Dual-branch feature coupling and edge-guided fusion segmentation model for road distress detection
摘要
Accurate segmentation of pavement cracks is crucial for ensuring road safety and longevity. However, existing segmentation networks often yield suboptimal detection results due to complex interfering factors in the background of pavement crack images, such as stains, road markings, and light variations, coupled with the high cost of acquiring large quantities of pixel-level annotated samples. To address these issues, this paper proposes a deep learning model based on dual-branch transitional feature coupling and hierarchical edge-guided fusion (DBTE).The model employs a multi-scale interactive adaptive coupling module, which dynamically fuses features of different scales through parallel branches, integrates local crack details with global structural information, and suppresses background noise. It introduces the Edge-Guided Feature Enhancement Module, which generates refined edge maps via EdgeMapEngine and strengthens edge features by combining with the attention mechanism of EdgeInformationInjector. Through a hierarchical fusion strategy, edge features and backbone network features are progressively integrated to enhance the ability of capturing details and discriminating structures.
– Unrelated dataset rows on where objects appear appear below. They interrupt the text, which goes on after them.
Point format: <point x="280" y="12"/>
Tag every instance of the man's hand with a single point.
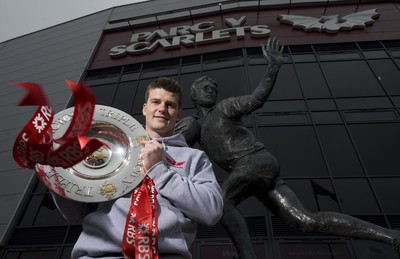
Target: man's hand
<point x="273" y="53"/>
<point x="151" y="153"/>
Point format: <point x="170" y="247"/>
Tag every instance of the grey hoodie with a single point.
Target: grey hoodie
<point x="187" y="194"/>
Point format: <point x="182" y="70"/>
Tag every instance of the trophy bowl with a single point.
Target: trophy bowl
<point x="111" y="171"/>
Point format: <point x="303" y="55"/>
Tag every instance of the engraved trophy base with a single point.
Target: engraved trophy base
<point x="110" y="172"/>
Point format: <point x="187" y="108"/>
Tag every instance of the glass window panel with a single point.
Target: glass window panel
<point x="124" y="97"/>
<point x="339" y="56"/>
<point x="370" y="115"/>
<point x="314" y="194"/>
<point x="378" y="145"/>
<point x="39" y="254"/>
<point x="268" y="119"/>
<point x="351" y="78"/>
<point x="104" y="94"/>
<point x="373" y="54"/>
<point x="130" y="77"/>
<point x="312" y="81"/>
<point x="303" y="58"/>
<point x="209" y="65"/>
<point x="395" y="53"/>
<point x="356" y="196"/>
<point x="364" y="103"/>
<point x="397" y="60"/>
<point x="66" y="253"/>
<point x="191" y="68"/>
<point x="296" y="149"/>
<point x="314" y="251"/>
<point x="186" y="81"/>
<point x="139" y="97"/>
<point x="388" y="75"/>
<point x="283" y="106"/>
<point x="396" y="100"/>
<point x="326" y="117"/>
<point x="231" y="81"/>
<point x="286" y="85"/>
<point x="373" y="250"/>
<point x="321" y="104"/>
<point x="155" y="73"/>
<point x="102" y="80"/>
<point x="387" y="190"/>
<point x="41" y="211"/>
<point x="340" y="154"/>
<point x="227" y="250"/>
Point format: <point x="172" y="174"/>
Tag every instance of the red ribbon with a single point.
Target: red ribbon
<point x="35" y="143"/>
<point x="141" y="232"/>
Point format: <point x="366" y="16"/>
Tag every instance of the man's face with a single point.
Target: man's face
<point x="161" y="112"/>
<point x="206" y="94"/>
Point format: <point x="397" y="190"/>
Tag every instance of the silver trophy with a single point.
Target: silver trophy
<point x="111" y="171"/>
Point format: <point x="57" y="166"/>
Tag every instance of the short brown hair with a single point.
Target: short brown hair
<point x="168" y="84"/>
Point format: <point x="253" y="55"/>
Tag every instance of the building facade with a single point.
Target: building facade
<point x="332" y="119"/>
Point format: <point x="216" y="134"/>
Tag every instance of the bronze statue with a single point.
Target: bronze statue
<point x="253" y="171"/>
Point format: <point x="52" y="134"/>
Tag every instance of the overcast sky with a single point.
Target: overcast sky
<point x="20" y="17"/>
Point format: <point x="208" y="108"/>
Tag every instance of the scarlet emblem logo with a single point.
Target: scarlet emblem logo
<point x="175" y="164"/>
<point x="39" y="123"/>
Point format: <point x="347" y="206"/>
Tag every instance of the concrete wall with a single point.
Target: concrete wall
<point x="47" y="57"/>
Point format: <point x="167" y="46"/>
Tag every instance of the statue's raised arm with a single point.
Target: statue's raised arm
<point x="272" y="52"/>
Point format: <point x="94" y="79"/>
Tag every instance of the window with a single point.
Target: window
<point x="351" y="79"/>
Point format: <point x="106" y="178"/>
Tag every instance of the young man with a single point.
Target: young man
<point x="187" y="191"/>
<point x="253" y="171"/>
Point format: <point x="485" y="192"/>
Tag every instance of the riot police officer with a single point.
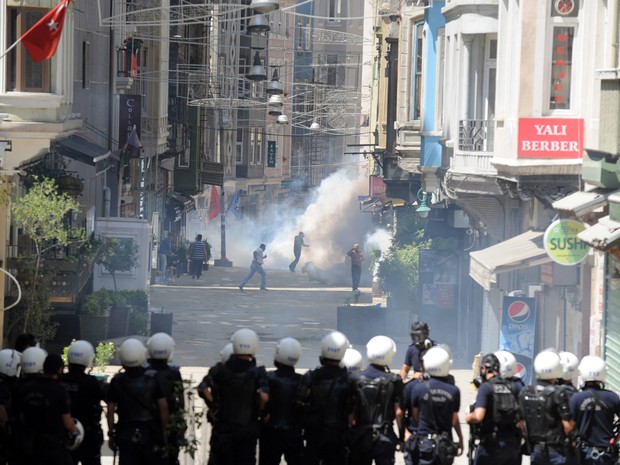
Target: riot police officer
<point x="142" y="409"/>
<point x="435" y="406"/>
<point x="281" y="433"/>
<point x="86" y="394"/>
<point x="594" y="410"/>
<point x="378" y="396"/>
<point x="236" y="392"/>
<point x="325" y="394"/>
<point x="160" y="350"/>
<point x="548" y="421"/>
<point x="420" y="342"/>
<point x="496" y="411"/>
Experimental results based on the self-built urban pavement crack dataset from China University of Geosciences demonstrate that the proposed DBTE model achieves state-of-the-art segmentation performance on this core target scenario. Meanwhile, DBTE reaches top-3 competitive performance on two widely recognized public benchmarks (Crack500, CrackForest) without targeted optimization, verifying its excellent cross-scene generalization ability. The proposed model achieves an IoU of 85.79%, a Recall of 92.36%, and an F1-score of 91.83%, enabling more accurate pavement crack evaluation and analysis.